In last week’s Irish Farmers Journal, we revealed how two of the world’s largest dairy companies – Danone and Nestlé – had taken steps to conceal the financial performance of their businesses here in Ireland using the mechanisms available to them under Irish corporate law.

While both companies are doing nothing illegal, it is frustrating for farmers to see large multinationals making moves to hide the profitability of their Irish operations, particularly when farmgate milk prices are so dependent on these buyers of Irish dairy ingredients.

This week, we take a closer look at the financial transparency, or lack thereof, within the Irish meat processing industry. It has long been a bone of contention between farmers and factories that there is no visibility into the financial performance of a sector that is critical to the Irish rural economy.

Financial secrecy has bred deep mistrust between farmers and the beef processing sector. Of the 10 beef processors in Ireland – be they large entities like ABP, Dawn and Kepak, or smaller independent processors like Jennings Ballinrobe and Moyvalley Meats – only one company publishes detailed financial accounts (see Table 1).

Insight

This processor is Foyle Meats in Co Donegal, whose annual profit and loss account provides farmers with the only insight into the profitability or otherwise of the beef processing sector in Ireland.

Unfortunately, Foyle Donegal accounts for less than 5% of the cattle kill in Ireland, meaning there is no financial transparency for the companies slaughtering over 95% of Irish cattle.

For 2017, Foyle Donegal recorded sales of almost €102m for the year, which was up 10% on the previous year. However, the accounts show the business made a pre-tax loss of €1.1m in 2017, which is an improvement on the €2.6m pre-tax loss recorded by the business the previous year.

Despite these hefty losses, Foyle Donegal’s business is secure in that it is part of the larger Foyle Food Group, which has operations in Northern Ireland and Great Britain and made profits of £4m in 2017.

Foyle Donegal’s commitment to financial transparency must be commended. Although Foyle Donegal has an unlimited corporate structure similar to almost every other beef company in Ireland, the company consistently publishes detailed financial accounts.

Many private companies claim that revealing profit levels and margins in their business will give competitors an unfair advantage and see them lose business.

Yet for 2018, Foyle Donegal was the leading beef processor in the Irish Farmers Journal beef factory price leagues (see p18) paying the highest beef price in the country across five categories and the second-highest beef price for a further three categories of cattle.

The company has a range of blue chip customers such as McDonald’s and Tesco, and is in the process of building a new burger manufacturing plant to meet growing demand.

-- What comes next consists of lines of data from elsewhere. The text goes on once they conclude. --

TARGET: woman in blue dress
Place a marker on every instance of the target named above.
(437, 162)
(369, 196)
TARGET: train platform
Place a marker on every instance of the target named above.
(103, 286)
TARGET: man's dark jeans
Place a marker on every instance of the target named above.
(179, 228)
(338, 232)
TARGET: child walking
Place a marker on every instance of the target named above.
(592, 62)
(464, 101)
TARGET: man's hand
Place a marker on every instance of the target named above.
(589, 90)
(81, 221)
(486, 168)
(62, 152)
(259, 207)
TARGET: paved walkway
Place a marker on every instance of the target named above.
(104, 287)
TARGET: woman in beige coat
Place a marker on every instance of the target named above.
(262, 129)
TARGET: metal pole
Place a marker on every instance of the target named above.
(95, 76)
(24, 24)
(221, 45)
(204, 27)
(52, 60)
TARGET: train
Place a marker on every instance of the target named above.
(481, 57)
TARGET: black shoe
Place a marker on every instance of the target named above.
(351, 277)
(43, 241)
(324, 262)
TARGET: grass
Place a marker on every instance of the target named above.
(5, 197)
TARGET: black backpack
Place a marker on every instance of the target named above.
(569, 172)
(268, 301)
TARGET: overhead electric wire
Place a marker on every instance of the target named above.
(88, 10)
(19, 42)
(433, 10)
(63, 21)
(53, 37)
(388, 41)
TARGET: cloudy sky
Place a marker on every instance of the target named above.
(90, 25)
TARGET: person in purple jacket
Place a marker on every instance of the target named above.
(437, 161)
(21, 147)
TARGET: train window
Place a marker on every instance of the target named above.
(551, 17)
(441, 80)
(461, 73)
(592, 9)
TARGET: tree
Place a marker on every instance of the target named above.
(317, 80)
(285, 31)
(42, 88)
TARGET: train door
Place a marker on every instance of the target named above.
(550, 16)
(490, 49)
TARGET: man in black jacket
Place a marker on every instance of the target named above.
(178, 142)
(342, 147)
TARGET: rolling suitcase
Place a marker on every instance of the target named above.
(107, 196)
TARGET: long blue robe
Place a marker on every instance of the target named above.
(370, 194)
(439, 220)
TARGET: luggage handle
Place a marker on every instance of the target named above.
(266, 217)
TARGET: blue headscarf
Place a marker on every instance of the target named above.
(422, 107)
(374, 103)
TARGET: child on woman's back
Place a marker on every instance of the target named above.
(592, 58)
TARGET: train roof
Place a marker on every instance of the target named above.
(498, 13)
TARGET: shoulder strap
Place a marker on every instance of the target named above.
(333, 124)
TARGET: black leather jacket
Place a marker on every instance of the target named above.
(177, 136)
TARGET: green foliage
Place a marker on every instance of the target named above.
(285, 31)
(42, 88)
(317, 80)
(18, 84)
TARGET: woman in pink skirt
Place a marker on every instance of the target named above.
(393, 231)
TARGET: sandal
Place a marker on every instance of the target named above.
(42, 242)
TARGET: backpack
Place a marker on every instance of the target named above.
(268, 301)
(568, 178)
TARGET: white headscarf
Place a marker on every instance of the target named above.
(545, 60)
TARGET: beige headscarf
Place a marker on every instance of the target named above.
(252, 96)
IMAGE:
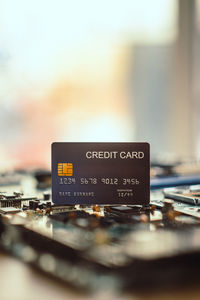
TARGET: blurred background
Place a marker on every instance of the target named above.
(109, 70)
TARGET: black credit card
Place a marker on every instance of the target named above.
(100, 173)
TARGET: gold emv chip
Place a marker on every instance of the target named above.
(65, 169)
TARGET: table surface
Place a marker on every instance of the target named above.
(20, 281)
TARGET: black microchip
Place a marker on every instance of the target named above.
(100, 173)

In contrast, the three largest beef processors in Ireland – ABP, Dawn and Kepak – have only continued to draw an ever darker veil of secrecy around their operations. For example, since Larry Goodman’s ABP acquired a 50% stake in Slaney Foods in Co Wexford, the company has transitioned to become an unlimited company like its new joint owner and is no longer required to file accounts.

Prior to ABP coming on board, Slaney had consistently filed detailed financial accounts for its business performance. The last accounts filed show the Slaney business had annual sales of more than €240m in 2015, while profit margins were slender at between 1% and 2%.

All these accounts have since been pulled from the Companies Registration Office office (CRO) and Slaney’s business has become just as opaque as that of the wider ABP group because it is unlimited.

Similarly, Dawn Meats has made moves to conceal the financial performance of Dunbia since it acquired the business in 2017. Dunbia was another meat company that consistently published financial accounts for both its operations in Ireland and Northern Ireland.

In the closing months of 2018, directors in Dawn Meats filed documents with the CRO to strike off the Dunbia Ireland business from the Register of Companies, which would negate any requirement for this business to file accounts. However, this application is currently being held up due to a legal dispute with a former employee of Dunbia Ireland.

Secrecy

Overall, the trend in the Irish beef industry is one of secrecy at all costs, where divulging profitability is simply not even up for discussion.

The annual accounts filed by Foyle Donegal are a total outlier to the workings of the wider beef industry. Unfortunately, the consolidation we have seen in the beef industry over recent years has only resulted in even more secrecy, which in turn deepens mistrust between farmers and processors.